Anyhow, I discovered all of this bull-fuji when when I sat down late one night to watch a movie and organize some of my work files for the trip. On a whim, I also decided to download the Fuji-ware onto my laptop, so that when my kids took their usual adorable pictures during our year in Hong Kong (“Look daddy, here’s a dead fish being eaten by a dog! What’s that other dog doing to the first dog while she’s eating?”) I could load them onto my computer, put them on Windows Sky Drive (another piece of technology that I’m beginning to feel all Fuji about) and share them with the world—or at least the kids’ grandparents in Wisconsin. “This should be easy,” I thought, flipping on the television and getting out my three-ringed hole puncher (Yes, I am a geek). “I’ll just hit ‘continue’ every seven seconds or so, and the program will be all set up.”
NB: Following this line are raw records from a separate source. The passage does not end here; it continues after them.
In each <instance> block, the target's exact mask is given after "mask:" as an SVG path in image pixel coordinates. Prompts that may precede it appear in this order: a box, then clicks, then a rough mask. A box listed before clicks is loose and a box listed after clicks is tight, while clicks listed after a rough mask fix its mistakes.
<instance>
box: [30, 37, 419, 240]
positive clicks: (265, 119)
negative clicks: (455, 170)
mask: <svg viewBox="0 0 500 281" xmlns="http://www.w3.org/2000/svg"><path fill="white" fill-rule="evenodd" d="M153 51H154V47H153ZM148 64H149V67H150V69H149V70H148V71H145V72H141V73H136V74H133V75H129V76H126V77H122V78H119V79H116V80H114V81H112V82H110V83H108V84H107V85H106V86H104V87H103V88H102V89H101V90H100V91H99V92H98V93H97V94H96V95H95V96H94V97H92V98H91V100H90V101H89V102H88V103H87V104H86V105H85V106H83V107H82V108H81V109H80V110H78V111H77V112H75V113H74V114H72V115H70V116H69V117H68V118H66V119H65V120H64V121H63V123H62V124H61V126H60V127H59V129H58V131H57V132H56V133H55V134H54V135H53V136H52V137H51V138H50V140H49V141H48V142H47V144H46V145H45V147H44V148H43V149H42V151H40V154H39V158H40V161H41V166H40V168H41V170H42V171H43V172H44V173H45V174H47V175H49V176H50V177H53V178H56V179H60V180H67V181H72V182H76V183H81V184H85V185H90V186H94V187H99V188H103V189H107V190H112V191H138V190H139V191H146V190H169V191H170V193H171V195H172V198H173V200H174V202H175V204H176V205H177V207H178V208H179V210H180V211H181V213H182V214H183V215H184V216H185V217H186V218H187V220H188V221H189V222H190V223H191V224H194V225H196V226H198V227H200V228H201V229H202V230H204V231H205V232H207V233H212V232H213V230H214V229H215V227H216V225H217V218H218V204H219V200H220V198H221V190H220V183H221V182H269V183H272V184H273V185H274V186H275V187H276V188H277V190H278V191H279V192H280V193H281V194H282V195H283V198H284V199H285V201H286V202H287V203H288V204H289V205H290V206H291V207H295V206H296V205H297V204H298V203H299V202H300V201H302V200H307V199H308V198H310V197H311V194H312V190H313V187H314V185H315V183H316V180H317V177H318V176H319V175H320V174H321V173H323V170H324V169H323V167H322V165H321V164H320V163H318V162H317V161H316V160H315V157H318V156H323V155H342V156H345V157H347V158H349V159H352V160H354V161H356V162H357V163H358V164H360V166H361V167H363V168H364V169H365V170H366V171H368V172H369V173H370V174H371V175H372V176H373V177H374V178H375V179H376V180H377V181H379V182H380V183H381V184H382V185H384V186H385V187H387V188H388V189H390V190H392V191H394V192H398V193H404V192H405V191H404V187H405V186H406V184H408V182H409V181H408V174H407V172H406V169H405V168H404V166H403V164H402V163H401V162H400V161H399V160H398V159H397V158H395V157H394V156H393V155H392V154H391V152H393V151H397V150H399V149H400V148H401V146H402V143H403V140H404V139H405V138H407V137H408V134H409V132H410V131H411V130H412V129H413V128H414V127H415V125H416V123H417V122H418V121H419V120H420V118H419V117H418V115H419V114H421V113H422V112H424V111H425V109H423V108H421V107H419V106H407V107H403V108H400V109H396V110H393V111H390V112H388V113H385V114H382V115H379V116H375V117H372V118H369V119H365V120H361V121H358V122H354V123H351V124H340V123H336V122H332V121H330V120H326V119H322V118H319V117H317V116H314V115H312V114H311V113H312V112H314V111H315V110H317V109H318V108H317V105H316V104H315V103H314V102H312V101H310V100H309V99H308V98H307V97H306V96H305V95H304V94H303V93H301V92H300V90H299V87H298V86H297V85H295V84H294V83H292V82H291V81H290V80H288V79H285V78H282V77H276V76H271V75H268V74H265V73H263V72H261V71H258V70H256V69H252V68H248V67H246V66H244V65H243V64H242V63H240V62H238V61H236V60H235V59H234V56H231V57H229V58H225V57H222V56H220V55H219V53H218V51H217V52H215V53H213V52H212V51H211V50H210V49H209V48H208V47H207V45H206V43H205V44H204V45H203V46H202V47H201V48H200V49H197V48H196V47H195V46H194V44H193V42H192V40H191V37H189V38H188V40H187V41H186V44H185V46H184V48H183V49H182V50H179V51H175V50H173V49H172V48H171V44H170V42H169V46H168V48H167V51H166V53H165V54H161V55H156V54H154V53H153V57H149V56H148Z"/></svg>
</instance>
Ha. Two hours later, I’ve given up on watching Kirsten Dunst pretend she can act, and I’ve broken every window in the house with the sheer force of my screams. Making matters worse is the fact that this anonymous company (whose name rhymes with Puji) had the foresight to put their manual on a disk, which means that, instead of holding an easy-to-follow booklet in one hand and banging away in frustration with my other hand, I’m forced to go back and forth between two open but basically un-navigatable windows, trying to figure out what the Fuji they mean when they say, “After expanding the image navigator sequence, undermine the corregatory application window, such that the sync in the applicator drains.”
Huh?
Anyhow, round about six hours later I’ve had it. Furious, I crawl into bed, wake my wife, and whimper like a five-year-old who lost his teddy bear. Next morning I rise from sleep, determined to give unsaid company (Fuji) and their employees a real piece of my mind.
So I do. I wait until the kids are out of the house (best to keep them innocent, after all), dial the number I found prominently displayed in a footnote on page 378 of the on-line manual, and wait.
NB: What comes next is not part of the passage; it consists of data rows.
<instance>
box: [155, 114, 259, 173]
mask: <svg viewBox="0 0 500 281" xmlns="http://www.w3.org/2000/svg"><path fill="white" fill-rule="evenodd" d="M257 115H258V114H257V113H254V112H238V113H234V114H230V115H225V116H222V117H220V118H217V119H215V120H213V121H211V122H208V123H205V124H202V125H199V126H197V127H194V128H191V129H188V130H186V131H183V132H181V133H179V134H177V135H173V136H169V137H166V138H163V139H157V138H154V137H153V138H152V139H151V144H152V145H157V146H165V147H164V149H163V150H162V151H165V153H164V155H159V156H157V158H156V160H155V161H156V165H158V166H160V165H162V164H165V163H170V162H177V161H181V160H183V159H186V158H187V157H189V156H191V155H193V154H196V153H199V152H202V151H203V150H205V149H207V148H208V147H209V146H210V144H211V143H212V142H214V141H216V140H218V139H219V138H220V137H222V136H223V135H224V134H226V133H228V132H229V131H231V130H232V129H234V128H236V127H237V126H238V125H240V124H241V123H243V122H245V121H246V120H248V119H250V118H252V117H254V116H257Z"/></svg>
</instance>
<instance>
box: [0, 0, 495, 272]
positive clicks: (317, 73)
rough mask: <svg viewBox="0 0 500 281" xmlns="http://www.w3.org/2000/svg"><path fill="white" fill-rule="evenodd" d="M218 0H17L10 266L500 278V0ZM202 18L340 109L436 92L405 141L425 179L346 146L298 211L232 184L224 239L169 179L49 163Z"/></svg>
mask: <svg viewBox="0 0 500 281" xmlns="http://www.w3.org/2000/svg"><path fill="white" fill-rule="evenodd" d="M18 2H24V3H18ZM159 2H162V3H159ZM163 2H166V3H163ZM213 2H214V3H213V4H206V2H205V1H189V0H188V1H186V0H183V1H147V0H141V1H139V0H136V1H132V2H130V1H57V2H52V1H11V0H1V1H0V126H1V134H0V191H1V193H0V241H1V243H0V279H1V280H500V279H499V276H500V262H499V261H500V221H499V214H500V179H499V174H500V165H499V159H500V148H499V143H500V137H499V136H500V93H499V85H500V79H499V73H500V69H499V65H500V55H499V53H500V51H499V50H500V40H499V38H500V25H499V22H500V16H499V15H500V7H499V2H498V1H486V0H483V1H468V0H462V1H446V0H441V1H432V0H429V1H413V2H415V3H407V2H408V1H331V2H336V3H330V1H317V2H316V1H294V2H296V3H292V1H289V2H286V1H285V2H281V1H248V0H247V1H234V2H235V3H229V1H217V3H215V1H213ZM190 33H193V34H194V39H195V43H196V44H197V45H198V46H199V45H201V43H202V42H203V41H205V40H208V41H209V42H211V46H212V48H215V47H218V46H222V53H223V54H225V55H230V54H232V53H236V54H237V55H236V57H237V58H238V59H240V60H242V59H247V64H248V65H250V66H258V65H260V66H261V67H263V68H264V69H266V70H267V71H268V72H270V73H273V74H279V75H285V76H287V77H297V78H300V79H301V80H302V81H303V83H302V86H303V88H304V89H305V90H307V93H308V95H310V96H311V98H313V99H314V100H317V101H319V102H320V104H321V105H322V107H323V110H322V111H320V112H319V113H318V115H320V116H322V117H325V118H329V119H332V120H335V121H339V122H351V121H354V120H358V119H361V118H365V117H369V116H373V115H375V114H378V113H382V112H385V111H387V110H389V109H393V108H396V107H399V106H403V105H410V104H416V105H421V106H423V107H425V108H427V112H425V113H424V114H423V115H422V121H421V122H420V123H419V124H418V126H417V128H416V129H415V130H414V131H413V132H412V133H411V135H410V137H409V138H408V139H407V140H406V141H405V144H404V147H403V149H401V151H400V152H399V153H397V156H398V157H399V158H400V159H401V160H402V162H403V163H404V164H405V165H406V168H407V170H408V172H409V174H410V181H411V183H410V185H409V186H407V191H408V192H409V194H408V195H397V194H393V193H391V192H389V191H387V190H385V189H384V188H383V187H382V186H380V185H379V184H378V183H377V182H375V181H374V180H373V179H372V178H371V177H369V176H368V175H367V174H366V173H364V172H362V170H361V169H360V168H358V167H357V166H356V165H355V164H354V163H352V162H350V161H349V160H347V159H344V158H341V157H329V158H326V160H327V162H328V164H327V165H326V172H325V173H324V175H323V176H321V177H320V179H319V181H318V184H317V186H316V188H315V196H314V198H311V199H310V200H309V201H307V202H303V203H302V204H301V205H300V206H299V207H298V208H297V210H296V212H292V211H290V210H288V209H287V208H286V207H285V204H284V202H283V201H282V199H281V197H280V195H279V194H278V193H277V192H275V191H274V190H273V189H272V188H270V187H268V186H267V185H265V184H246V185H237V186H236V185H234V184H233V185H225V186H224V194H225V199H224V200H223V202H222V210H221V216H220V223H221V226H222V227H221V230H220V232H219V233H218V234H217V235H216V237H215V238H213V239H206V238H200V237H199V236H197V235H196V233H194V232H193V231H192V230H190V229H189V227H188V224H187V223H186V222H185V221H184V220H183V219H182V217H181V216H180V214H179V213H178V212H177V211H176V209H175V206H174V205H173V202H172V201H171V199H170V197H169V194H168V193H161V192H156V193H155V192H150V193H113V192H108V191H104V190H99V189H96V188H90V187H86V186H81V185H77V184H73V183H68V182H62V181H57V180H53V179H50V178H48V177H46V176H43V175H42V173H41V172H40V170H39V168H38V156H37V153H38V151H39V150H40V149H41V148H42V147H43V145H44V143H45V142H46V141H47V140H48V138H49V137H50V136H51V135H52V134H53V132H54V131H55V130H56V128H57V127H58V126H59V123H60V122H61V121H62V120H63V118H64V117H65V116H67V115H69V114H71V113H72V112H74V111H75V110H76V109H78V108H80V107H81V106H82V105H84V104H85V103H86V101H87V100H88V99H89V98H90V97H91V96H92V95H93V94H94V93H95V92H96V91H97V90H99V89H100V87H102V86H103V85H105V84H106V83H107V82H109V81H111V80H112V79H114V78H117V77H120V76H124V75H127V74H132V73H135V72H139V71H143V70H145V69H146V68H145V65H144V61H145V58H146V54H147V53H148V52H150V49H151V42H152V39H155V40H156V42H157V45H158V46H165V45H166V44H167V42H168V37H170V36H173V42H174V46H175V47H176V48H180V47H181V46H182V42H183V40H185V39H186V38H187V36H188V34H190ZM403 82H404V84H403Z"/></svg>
Not surprisingly, it only takes me 12 seconds to speak to a real operator. Clearly no one else in the world is stupid enough to buy a camera from a film company best known for, well, nothing. “Hello,” says a bored sounding young man on the other end of the line.
I let him have it. What kind of company, I ask, designs software so convoluted, so inaccessible, so just generally crapped up that it takes seven hours—yes, seven hours--to download the stuff, and then it doesn’t even work.
“Did you expand the navigator sequence?” he says, still sounding bored. I can actually hear him picking his teeth with a paper clip.
“Of course I expanded the navigator sequence,” I say. “What do I sound like an idiot?” I am about to go into my ‘I have a Ph.D. in Victorian literature’ speech, which makes me sound both pompous and naïve at the same time, when he interrupts me.
“The computer’s navigator sequence?” he asks. Pick, pick.
I pause. “The computer has its own navigator sequence?”
“Of course,” he says, “you Fuji idiot. Open the hard drive.”
I do. There it is. I hit it. A window expands, then something flashes and something else clicks a few times before a dozen pictures from my son’s camera flash across the screen in beautiful, full-color sequence. I’m not quite sure what Ed McMahon is saying in the voice-over (“Hey Johnny, whaddaya think of the shot of those two dogs making babies?”) but I recognize the ebb and flow of his voice.
“Huh,” I say.
Mr. Bored doesn’t respond, just waits.
“That was easy,” I tell him.
Still there’s a pause, then he goes, “Say it.”
“No.”
“Say it.”
“I won’t.”
“Yes you will. Say it.”
“Okay,” I finally confess, “I’m your bi-otch.”
Please note: this is a personal blog and is in no way a reflection of the Fulbright organization, which would probably prefer I avoided words like "bi-otch."